Era homem de fala mansa, olhar atento.
Sabia decifrar pegadas no barro
e escutava o canto dos bichos como quem lê poesia.

Naquela tarde, ela apareceu.
A onça-pintada, a senhora da mata.
Olhos de âmbar, corpo de ouro e sombra.
Parou diante dele como se viesse cobrar algo antigo.

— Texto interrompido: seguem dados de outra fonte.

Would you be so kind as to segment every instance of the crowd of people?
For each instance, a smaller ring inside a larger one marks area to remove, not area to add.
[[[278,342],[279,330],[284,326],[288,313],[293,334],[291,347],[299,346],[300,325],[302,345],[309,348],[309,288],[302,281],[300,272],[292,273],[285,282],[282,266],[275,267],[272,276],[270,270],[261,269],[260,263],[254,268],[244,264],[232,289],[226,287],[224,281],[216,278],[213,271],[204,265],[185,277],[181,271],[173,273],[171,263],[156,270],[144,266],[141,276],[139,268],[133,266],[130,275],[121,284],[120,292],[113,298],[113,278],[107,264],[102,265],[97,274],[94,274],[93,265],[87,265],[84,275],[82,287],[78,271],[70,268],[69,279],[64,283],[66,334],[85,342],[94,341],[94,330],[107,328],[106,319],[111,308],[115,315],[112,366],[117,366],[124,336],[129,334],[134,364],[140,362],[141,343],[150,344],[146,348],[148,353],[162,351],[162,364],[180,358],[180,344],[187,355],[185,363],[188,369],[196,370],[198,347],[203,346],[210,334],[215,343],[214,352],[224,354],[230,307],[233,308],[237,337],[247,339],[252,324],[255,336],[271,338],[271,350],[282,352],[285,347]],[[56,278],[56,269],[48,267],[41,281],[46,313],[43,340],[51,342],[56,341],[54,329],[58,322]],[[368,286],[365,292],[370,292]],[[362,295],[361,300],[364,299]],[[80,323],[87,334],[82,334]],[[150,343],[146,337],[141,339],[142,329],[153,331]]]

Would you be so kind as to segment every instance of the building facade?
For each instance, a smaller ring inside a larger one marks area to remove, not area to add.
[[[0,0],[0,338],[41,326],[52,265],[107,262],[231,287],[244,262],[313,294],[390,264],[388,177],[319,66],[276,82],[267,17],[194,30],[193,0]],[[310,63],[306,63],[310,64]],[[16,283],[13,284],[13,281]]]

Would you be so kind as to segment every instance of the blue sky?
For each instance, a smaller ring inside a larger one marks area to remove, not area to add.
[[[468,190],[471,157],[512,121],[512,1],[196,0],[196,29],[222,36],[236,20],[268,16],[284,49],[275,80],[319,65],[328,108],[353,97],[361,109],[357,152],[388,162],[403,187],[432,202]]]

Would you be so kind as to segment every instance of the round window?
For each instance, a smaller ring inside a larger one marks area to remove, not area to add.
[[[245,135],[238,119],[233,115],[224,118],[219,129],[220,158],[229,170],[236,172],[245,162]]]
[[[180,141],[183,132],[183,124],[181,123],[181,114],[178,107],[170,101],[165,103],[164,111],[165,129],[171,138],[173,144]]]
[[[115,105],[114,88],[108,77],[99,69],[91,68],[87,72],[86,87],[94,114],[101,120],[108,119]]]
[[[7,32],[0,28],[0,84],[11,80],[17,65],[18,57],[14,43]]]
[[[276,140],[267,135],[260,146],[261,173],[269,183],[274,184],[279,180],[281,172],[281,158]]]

— Homem… este chão me pertence.
Antes da tua casa, teus bois, teus trilhos…
Eu era o pulso da vida aqui.
Caço pra manter o ciclo.
Sou equilíbrio, sou alerta.
Mas teu mundo aperta o meu.

Jorge suspirou, puxou um gole longo de tereré,
e respondeu com respeito:

— Dona Onça, não sou invasor.
Tô aqui faz vinte anos,
não cerquei teu rio, nem furei tua caça.
Só cuido do que posso.
Divido, não domino.

A onça o fitou fundo,
e pareceu aceitar.
Virou-se e sumiu no mato
como se nunca tivesse estado ali.

A partir daquele dia,
contam que Jorge virou mais guardião que morador.
Protegia árvores, soltava animais presos,
alertava os vizinhos:
“A floresta tem dono, e não sou eu.”

Mas os anos passaram.
E numa manhã de cheia,
encontraram a porta de sua casa aberta,
o tereré ainda gelado na guampa,
o boné pendurado num prego.

Nada fora levado.
Só Jorge havia sumido.

As marcas no chão eram claras:
pegadas de onça, duas — uma maior, outra menor.
Como se duas rainhas tivessem se cruzado ali.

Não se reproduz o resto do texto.